The swan made a dipping motion with its head to approximate a bow. “Don’t tell Little Duck that I did that. I rushed to re-embody and return, and I thank you all for not killing yourselves in my absence. Not that I can lecture any of you for foolishness now without incriminating myself. Hark! I am no warrior, as I just proved. Stupid. Duck will reprimand me for this deed until Arda is Remaded.”
“Who is Duck?” Seregeithon whispered to Helcerían.
“Her sister. Another of Ossë’s Maiar, currently lives in Alqualondë as a dancer.”
“Wait, she is also a swan?” The Sindarin man pondered the oddities of Falmari theater.
“She used to be a duckling.”
Seregeithon snorted.
Hiswalagawen flapped her wings, buffeting the whispering elves with light gusts and interrupting their discussion. “We should continue to retreat from the range of the dragon. I have informed my superiors, and Lord Oromë and his hunters - proper trained warriors - have chosen ones more suited to the task of removing this blight upon the northern ice than you or I.” Elrond and Helcerían pretended to ignore the speculative interest in Seregeithon’s eyes, preemptively plotting their arguments to convince their companion that there would be no circumstances in which they stayed behind to watch the dispatch of the dragon. Or allowed Seregeithon to join.
“Our part in this task is complete,” Helcerían stated with finality, glaring at Seregeithon. The man sighed.
“I submit my curiosity as folly to your good sense,” he quipped, but Helcerían’s mood was buoyed by Hiswalagawen’s return and ignored his mockery.

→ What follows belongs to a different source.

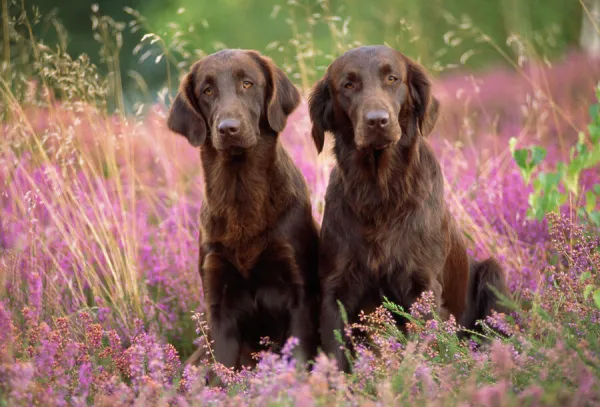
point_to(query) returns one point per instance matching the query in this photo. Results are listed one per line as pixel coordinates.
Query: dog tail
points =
(481, 299)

“How did you cross the ocean so swiftly and find us?” Elrond asked.
The swan pointed upwards to the stars dotting the purpling sky. “I bartered a ride,” she said, beak towards the brightest of the lights, and then made no other speech except that of birds no matter how she was pressed. Hiswalagawen, like Huan, had a limited allotment of verbal speech, and she had decided to save her remaining words, refusing even ósanwë with Elrond. The swan would not describe the uppermost airs through which the hallowed Vingilot sailed nor what words she might have conveyed to its pilot.

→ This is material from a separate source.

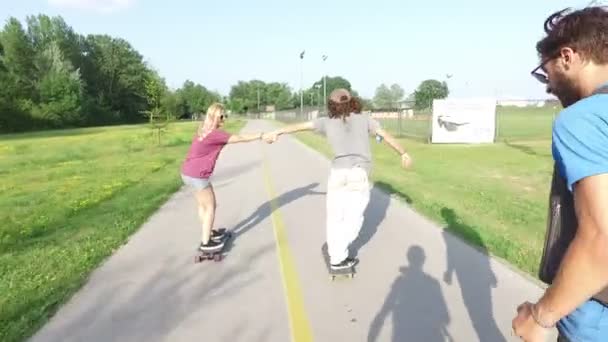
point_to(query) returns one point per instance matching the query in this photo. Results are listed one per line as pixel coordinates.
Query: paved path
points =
(273, 285)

Yes, that was a reference to Princess Tutu. A fusion fic will happen some day. I almost made it to 30k words without a fight scene or a character death - after this we return to the raunchy romantic comedy as I pull out the relevant LaCE passages for wedding ceremonies.
And once more to the 'deleted scenes' of negative canon status:
"Why did I feel a strongly if fleeting inappropriate desire towards that dragon?” Helcerían asked.
“Cross contamination with meme of the inspiration canon,” Seregeithon explained dismissively. “Don’t fret over it.”
Helcerían was soothed. “Now what’s next for us?”
Seregeithon pulled out some hastily written nonexistent notes from the fourth wall. “When we get to the final chapter - which should be next but what with how this prose has ballooned out of control I wouldn’t guarantee it- Elrond officiates our wedding, we finally fuck, then make it back to Lindon, and some people receive letters. This fic trails off into epilogues, footnotes, and possibly more chapters.” Helcerían nodded as Seregeithon flipped a nonexistent page. “We have a shit-ton of sex, cameo in future fics as background support NPCs, create at least three children, move to Imladris when Elrond establishes the place, and the author is toying with the idea that I am one of Celebrian’s doomed guards when she is captured by orcs.”
Helcerían frowned. “Veto that last one.”